Romney plowed his way through the ranks of his adversaries and decimated them one by one by wielding overwhelming force in the form of cash. He picked them off individually with a barrage of negative ads that people pretend to dislike but fail to resist although the more bizarre (Trump, Cain) self-imploded without help. Cash, all the cash, and nothing but the cash took care of the rest, and now the mortars are being wheeled into position for six months of trench warfare between the two remaining sides.
Like all wars of attrition, those of us living on the battlefield will have to fend for ourselves until the victor emerges. Neither camp awakens great love although there is some potent residual loyalty. As occurred during the primary season, whoever mobilizes more firepower is likely to win in November. If a non-entity like Romney can get this far, he can money-bomb his way to victory.

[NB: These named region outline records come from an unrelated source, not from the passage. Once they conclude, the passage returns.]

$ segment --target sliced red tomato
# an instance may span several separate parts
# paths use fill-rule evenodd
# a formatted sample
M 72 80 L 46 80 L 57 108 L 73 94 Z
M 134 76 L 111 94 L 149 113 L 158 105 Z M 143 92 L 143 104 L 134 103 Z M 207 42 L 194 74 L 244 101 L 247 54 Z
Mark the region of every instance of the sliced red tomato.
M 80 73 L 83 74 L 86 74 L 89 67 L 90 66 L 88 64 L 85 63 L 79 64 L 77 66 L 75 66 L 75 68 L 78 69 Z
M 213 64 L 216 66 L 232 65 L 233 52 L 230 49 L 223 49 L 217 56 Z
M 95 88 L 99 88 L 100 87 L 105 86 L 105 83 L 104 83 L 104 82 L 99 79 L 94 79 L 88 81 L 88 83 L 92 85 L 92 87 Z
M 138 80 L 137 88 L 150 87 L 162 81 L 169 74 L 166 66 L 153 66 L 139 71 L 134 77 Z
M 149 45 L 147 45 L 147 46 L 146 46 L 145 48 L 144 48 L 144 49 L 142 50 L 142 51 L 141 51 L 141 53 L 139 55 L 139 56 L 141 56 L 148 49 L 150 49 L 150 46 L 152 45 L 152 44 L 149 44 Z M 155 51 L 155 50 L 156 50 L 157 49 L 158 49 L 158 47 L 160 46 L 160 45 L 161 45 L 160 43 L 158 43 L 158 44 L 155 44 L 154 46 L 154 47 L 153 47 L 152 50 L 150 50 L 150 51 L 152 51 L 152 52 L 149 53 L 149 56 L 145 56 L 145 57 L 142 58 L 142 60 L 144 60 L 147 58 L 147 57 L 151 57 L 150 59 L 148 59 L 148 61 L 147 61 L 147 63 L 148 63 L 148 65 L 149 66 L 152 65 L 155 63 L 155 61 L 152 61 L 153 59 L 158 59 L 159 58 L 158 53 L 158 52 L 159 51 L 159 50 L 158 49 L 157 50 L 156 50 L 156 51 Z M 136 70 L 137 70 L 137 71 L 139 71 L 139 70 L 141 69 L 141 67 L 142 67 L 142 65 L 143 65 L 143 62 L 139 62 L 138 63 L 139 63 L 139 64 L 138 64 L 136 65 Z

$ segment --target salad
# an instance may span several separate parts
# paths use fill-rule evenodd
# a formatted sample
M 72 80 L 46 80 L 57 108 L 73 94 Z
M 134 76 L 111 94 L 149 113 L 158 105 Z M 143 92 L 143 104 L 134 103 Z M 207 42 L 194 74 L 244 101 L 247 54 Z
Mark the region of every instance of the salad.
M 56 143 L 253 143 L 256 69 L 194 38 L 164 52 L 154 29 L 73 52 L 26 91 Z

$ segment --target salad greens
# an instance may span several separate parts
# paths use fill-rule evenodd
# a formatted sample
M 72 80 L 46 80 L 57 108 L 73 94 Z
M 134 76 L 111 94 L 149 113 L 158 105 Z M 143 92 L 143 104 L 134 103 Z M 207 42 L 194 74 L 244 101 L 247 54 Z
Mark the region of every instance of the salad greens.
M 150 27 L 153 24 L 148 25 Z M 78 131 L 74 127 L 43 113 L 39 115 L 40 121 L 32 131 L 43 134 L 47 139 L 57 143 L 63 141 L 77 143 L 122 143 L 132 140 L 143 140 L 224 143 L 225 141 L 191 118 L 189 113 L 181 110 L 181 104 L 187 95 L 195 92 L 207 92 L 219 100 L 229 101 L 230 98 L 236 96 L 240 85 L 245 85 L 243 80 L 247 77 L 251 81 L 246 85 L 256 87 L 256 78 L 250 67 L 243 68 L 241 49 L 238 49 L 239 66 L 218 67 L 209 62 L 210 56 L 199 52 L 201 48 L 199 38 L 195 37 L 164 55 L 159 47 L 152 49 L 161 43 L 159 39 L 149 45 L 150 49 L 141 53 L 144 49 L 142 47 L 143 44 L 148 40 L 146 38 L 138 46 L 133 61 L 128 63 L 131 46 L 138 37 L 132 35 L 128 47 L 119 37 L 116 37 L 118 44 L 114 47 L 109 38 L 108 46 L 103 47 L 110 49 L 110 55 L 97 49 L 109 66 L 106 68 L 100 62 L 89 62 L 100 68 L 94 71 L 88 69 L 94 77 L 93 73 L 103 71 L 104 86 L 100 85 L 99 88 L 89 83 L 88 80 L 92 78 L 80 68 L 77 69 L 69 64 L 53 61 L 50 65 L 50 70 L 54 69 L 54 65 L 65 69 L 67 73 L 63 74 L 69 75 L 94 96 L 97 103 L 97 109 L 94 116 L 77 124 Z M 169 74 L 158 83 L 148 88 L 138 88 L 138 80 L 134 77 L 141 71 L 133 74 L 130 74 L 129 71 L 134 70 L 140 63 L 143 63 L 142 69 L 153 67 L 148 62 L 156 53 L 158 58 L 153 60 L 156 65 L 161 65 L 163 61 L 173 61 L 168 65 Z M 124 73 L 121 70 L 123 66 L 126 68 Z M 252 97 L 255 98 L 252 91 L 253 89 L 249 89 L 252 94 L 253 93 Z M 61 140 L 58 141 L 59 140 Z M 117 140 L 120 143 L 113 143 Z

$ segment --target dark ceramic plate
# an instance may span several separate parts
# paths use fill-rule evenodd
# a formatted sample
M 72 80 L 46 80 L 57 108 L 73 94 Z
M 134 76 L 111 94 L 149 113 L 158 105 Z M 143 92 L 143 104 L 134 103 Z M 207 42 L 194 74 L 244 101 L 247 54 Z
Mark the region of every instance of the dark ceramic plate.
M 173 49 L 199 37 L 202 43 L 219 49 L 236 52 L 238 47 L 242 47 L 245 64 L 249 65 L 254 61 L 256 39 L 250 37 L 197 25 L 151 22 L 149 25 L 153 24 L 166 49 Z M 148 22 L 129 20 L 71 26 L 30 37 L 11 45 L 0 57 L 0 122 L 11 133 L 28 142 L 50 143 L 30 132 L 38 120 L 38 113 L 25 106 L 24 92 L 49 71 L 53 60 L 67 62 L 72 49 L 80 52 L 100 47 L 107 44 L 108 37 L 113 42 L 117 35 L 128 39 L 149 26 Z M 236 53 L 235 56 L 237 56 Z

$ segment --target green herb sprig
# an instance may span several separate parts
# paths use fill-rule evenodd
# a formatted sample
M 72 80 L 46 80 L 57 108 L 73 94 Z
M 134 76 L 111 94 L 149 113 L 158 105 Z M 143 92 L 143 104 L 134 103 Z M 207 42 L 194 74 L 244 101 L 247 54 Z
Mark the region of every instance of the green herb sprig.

Speaking of money and lots of it, the NY Times had a full-page spread last week under the headline “The Billionaires’ Club” which listed the total assets and favored causes of 19 top political donors. Here are the smiling faces that appeared in that run-down along with their wealth:
Bill Gates $61 billion
Charles & David Koch $50 billion
Warren Buffett $44 billion
Christy Walton $25.3 billion
Sheldon Adelson $24.9 billion
Michael Bloomberg $22 billion
George Soros $20 billion
Sergey Brin $18.7 billion
Carl Icahn $14 billion
Then the second-stringers:
Phil Knight (Nike) $14.4 billion
John Paulson (hedge) $12.5 billion
Donald Bren (property) $12 billion
Harold Hamm (oil) $11 billion
Stephen Schwarzman $ 5.5 billion
Henry R. Kravis $ 4 billion
Ken Griffin (hedge) $ 3 billion
Julian Robertson (hedge)$ 2.5 billion
Peter Thiel (PayPal) $ 1.5 billion
That comes to a total of $346.3 billion distributed among 18 people (19 if you count the Koch brothers twice). Why don’t we save ourselves a lot of time and trouble and just have them elect the president directly? It’s an uneven number, so there’s no danger of a tie.